The emancipation of the serfs came in 1770–1830, beginning with Schleswig in 1780. The peasants were now ex-serfs and could own their land, buy and sell it, and move about freely. The nobles approved for now they could buy land owned by the peasants. The chief reformer was Baron vom Stein (1757–1831), who was influenced by The Enlightenment, especially the free market ideas of Adam Smith. The end of serfdom raised the personal legal status of the peasantry. A bank was set up so that landowners could borrow government money to buy land from peasants (the peasants were not allowed to use it to borrow money to buy land until 1850). The result was that the large landowners obtained larger estates, and many peasants became landless tenants, or moved to the cities or to America. The other German states imitated Prussia after 1815. In sharp contrast to the violence that characterized land reform in the French Revolution, Germany handled it peacefully. In Schleswig the peasants, who had been influenced by the Enlightenment, played an active role; elsewhere they were largely passive. Indeed, for most peasants, customs and traditions continued largely unchanged, including the old habits of deference to the nobles whose legal authority remained quite strong over the villagers. Although the peasants were no longer tied to the same land as serfs had been, the old paternalistic relationship in East Prussia lasted into the 20th century.

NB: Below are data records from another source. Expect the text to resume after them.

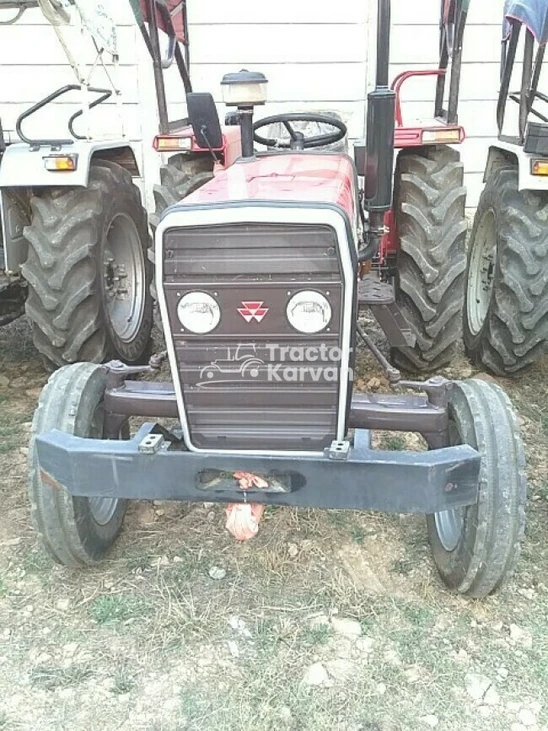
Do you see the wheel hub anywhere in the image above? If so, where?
[88,406,119,525]
[434,508,464,552]
[103,213,146,342]
[466,210,497,335]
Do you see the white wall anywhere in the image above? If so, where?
[0,0,503,205]
[392,0,504,207]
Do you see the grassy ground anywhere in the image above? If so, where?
[0,324,548,731]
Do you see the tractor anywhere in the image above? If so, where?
[29,0,526,597]
[464,0,548,376]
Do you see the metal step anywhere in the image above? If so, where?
[358,272,396,308]
[358,272,416,348]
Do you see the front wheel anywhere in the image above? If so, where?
[427,380,527,598]
[29,363,127,567]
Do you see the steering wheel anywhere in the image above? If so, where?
[253,113,348,150]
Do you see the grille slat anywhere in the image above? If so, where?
[164,224,346,451]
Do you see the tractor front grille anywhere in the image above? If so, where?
[163,223,347,452]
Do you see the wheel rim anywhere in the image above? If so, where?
[434,418,466,553]
[103,213,146,343]
[434,508,464,552]
[88,405,119,525]
[88,497,118,525]
[466,210,497,335]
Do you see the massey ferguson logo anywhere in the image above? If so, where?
[238,302,269,322]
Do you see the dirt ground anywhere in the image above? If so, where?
[0,322,548,731]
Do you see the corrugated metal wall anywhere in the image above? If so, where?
[0,0,503,206]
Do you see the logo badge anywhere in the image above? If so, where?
[238,302,269,322]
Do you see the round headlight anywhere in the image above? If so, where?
[286,290,331,334]
[177,292,221,335]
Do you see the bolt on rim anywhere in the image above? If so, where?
[103,213,146,343]
[466,210,497,335]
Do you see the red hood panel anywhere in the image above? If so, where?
[181,153,356,221]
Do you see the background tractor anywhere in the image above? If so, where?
[29,0,526,597]
[464,0,548,376]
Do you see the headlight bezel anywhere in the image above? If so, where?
[177,290,222,335]
[285,289,333,335]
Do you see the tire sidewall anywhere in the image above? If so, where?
[463,174,517,357]
[96,164,153,363]
[426,385,482,590]
[29,364,127,565]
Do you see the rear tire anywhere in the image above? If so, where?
[22,160,152,366]
[427,380,527,598]
[464,165,548,376]
[28,363,127,567]
[392,147,467,372]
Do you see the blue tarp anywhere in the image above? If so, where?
[504,0,548,45]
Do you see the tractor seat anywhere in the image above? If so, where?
[504,0,548,46]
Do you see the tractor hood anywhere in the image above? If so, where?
[171,152,357,223]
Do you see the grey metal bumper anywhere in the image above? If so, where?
[36,424,481,514]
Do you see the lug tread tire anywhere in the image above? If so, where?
[22,160,151,366]
[427,380,527,598]
[28,363,127,567]
[464,166,548,376]
[392,147,467,372]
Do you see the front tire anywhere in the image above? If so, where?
[22,160,152,366]
[28,363,127,567]
[427,380,527,598]
[464,165,548,376]
[392,146,467,372]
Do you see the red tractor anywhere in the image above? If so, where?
[26,0,526,597]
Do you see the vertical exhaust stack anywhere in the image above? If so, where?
[365,0,396,258]
[221,69,268,160]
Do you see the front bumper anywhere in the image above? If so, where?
[36,424,481,514]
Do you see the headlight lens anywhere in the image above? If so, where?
[177,292,221,335]
[286,290,331,334]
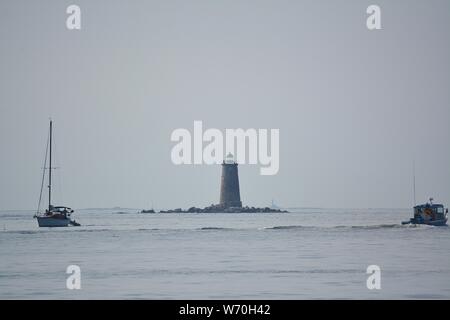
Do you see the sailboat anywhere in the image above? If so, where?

The agrarian reforms in northwestern Germany in the era 1770–1870 were driven by progressive governments and local elites. They abolished feudal obligations and divided collectively owned common land into private parcels and thus created a more efficient market-oriented rural economy, which increased productivity and population growth and strengthened the traditional social order because wealthy peasants obtained most of the former common land, while the rural proletariat was left without land; many left for the cities or America. Meanwhile, the division of the common land served as a buffer preserving social peace between nobles and peasants. In the east, the serfs were emancipated but the Junker class maintained its large estates and monopolized political power. Around 1800 the Catholic monasteries, which had large land holdings, were nationalized and sold off by the government. In Bavaria they had controlled 56% of the land.